Care and feeding of the USB gadget
There are a few more things you may want to do once you’ve got the Pi installed.
Shutting down the Pi
To turn off the Pi, you want to do a clean shutdown. You could just unplug it, but that risks corrupting the SD card. Open the SSH client (Termius), add a New Host (usbgadget.local), and log in as pi
with the password silverseams
. Type ./cleanstop
(tip: you can type ./c
and then tab will finish typing it for you). and press enter.
It’ll give you a quick warning and boot you out of the session. After a second or so, the little green light will stop blinking and you can unplug the Pi safely. Plugging it back in will turn it on, and it will restart everything and be ready to serve files again.
You can use ./cleanstop
whenever Pi instructions tell you to sudo shutdown now
or something similar – cleanstop ends with a shutdown
, but also shuts the USB emulation down in a smoother order first. You should probably be fine with the default command, but cleanstop plays it safe. sudo shutdown -r
is a restart, so if you use cleanstop instead you’ll need to power your Pi off and back on to get it to do the restart part.
Changing the password
This is super-easy: just open Termius, log in as pi
, and type passwd
. It’ll prompt you for your old password and a new password (twice). Record the new one in your password manager (1Password, Lastpass, etc.)
Level up: Maybe you have an ssh key you’d like to use?
nano .ssh/authorized_keys
and put your public key in. Ctrl-X, Y, enter. Next time you log in, it’ll ask for your ssh passphrase instead of your password.
Changing the hostname
If you want your Pi to be named something other than usbgadget
(for instance, if you have more than one on the same network), there are three places you’ll need to change it.
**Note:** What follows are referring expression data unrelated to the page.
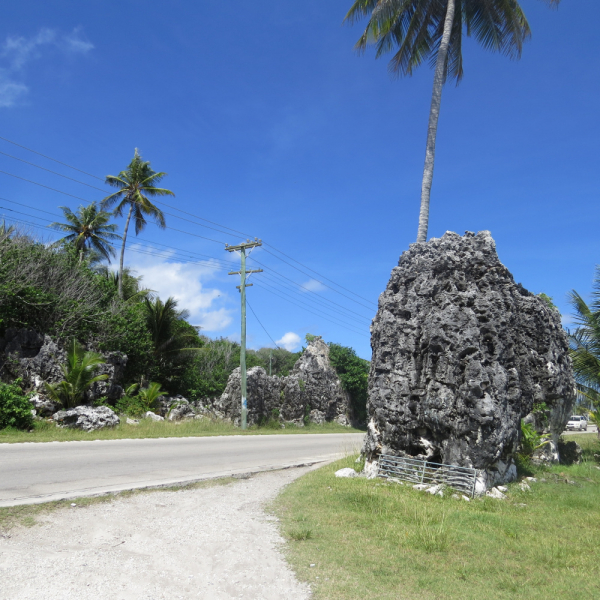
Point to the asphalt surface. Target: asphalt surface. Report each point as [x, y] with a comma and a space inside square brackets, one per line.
[32, 473]
[591, 429]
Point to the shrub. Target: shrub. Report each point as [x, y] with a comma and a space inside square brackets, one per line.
[353, 372]
[15, 408]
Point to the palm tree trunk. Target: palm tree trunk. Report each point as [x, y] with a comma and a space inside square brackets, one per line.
[434, 114]
[123, 250]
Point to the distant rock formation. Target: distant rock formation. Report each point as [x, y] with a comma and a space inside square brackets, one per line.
[312, 392]
[36, 359]
[460, 354]
[87, 418]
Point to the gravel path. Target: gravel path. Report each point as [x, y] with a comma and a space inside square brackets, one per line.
[211, 543]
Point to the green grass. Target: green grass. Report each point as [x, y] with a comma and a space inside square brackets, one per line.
[26, 515]
[372, 539]
[45, 431]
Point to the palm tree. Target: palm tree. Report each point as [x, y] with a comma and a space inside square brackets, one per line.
[585, 344]
[79, 374]
[165, 322]
[131, 288]
[135, 184]
[88, 230]
[432, 30]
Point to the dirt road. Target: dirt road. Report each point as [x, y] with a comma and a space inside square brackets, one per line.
[214, 543]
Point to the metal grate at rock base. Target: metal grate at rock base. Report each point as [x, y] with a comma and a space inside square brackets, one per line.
[413, 470]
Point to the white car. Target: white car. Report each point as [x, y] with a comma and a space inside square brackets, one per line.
[577, 422]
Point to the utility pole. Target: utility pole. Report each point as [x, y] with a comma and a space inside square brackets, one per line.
[241, 248]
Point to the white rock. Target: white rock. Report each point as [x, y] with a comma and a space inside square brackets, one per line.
[421, 486]
[347, 472]
[153, 416]
[495, 493]
[371, 469]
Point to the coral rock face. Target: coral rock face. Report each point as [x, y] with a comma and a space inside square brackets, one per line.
[87, 418]
[311, 392]
[460, 354]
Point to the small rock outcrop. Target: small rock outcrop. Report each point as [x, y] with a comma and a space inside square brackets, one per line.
[36, 359]
[86, 418]
[175, 408]
[312, 392]
[460, 354]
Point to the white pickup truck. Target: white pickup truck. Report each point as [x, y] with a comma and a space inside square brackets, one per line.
[577, 422]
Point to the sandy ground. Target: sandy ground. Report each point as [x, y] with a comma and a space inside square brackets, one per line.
[211, 543]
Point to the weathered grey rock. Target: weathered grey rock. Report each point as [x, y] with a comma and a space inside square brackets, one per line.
[87, 418]
[460, 355]
[567, 453]
[36, 359]
[114, 367]
[495, 493]
[312, 391]
[175, 408]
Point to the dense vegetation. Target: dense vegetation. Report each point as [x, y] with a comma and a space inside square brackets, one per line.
[62, 291]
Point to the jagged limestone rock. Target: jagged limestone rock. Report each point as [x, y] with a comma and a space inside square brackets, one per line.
[460, 354]
[36, 359]
[87, 418]
[312, 391]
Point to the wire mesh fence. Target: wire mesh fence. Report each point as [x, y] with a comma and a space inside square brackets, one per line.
[413, 470]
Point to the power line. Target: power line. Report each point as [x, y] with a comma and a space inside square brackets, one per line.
[53, 172]
[255, 316]
[186, 255]
[327, 318]
[316, 272]
[309, 290]
[50, 158]
[189, 214]
[267, 287]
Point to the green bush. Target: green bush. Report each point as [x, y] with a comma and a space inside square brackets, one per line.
[15, 408]
[353, 372]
You can edit it by mounting the SD card on your PC like you did to give it your wifi password, in which case these files are all in the rootfs partition, or you can log in with Termius and edit it with the Pi running, using sudo nano
.
- /etc/hosts
- /etc/hostname
- /etc/avahi/avahi-daemon.conf
Each of these will have usbgadget
in one place. Make sure you’re picking a valid hostname. If you’re editing it on the Pi, do a ./cleanstop
to shut it down, then restart it so the new name takes effect. (It may express some confusion about its identity while shutting down, but it should recover.)
Backing up the Pi
If you have the space on your PC, you can take an image of your Pi. Then if something happens to corrupt it, you can just restore the image.
Restoring the image will completely overwrite everything on the card, so it will fix anything that happens to break in the meantime (though it will also wipe out any embroidery files you had on the virtual usb stick – never put your only copy on a usb of any kind!)
Changing the virtual USB stick’s size
TBA!
Securing Samba
Maybe you don’t want your Samba share to be visible to your whole network. Lock it down!
Fixing a corrupted usb_share
Sometimes despite the watchdog’s best efforts, two things try to write to the usb stick at the same time and things get confused. If you backed up your Pi you can just restore the image to fix it. It takes awhile, but it’s simple.
If you haven’t backed it up, or you’re a little more impatient/adventurous, you can just rebuild the virtual USB stick. Open up Termius, log in, and type:
1
./newusb
It will take awhile… don’t panic, and don’t interrupt it. When it finishes, it will kick you out of the SSH client, restart itself, and it should be all ready to go again. If this happens frequently, you should probably stop writing to the directory on your PC while the embroidery machine is using it!
More tricks
Despite its absurdly small size, the Pi is an entire little server, and playing USB stick is really not making it work too hard. You’ve got plenty of room to do other things with it.
- Install Pi-hole, and let it block ads for your entire network.
- Install Icecast, and stream music to your entire network.
- Install nginx, and have your own private web server.
- There are a lot more projects, though of course you are limited in that the Pi’s USB port is occupied, and being tethered to your embroidery machine will limit its usefulness in (other) robotics. But hey! Now that you have one going, why not get more?